Believers of VR think that 2016 is going to be the year of the VR. It is also possible that the hardware is released but fails to make any ripple in the market. We still need to take things with a pinch of salt and go with the flow.
Though the Oculus Rift virtual reality headset launched earlier this year developers believe that we are still at least a decade and half years away from the time when these gadgets will be adopted by mainstream consumers.
Technology takes time to reach the masses. When a new technology arrives, it is only a handful that understands its uses and adopts it. It has been so always. The game developers don’t see VR and AR being adopted by households beyond the occasional gamer who is educated or perhaps interested in trying it out. The household adoption may not reach 40% by 2030.
The hardware and software developed by the gaming community using VR/AR technology still have a long way to go, but they are still flocking to the field. BI Intelligence found that the developers have a negative view about the adoption rate. They don’t think it can even touch the 40% mark in North America.
There are optimists, however, and they believe that even if VR is far away, all is not lost. One factor that might impede its adoption is the expensive factor. In such cases, we can opt for some low-cost gadgets to start with.
Virtual Reality attempts to replace reality with something else. Headsets that use VR use external hardware. Google Cardboard which is the least expensive item in the market, for now, uses an iOS phone of some kind. If you are buying the Gear VR headset, make some space for a phone and computing power. Before making a purchase, make inquiries about what other devices you will need to the full operate the VR device.

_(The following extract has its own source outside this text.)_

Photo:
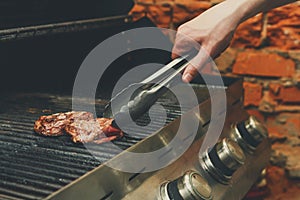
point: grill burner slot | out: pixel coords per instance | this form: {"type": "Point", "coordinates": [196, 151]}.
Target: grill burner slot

Google is serious about the VR program, and it announced recently that every YouTube video could be watched in VR. The Cardboard is literally made of cardboard, and its low price is a huge selling point. It is what the New York Times gave its subscribers free with its Sunday edition and perhaps a good many numbers of people experienced VR for the first time. Google also gives away these viewers at tech shows for free. Low-cost Android devices are common, and this can be a very inexpensive way for people to get started.
When Google is backing the technology, the hardware is available, and the ecosystem is strong, why shouldn’t the technology thrive?
There are problems. There is a varying degree of difference in quality. The experience isn’t great. There’s Samsung too who offers Gear VR. There are latency issues that may not make the experience really great. But given that the technology is still developing, we can expect that the technology firm will make strides to improve. While it may take time for the technology to be accepted full force, it is here to stay.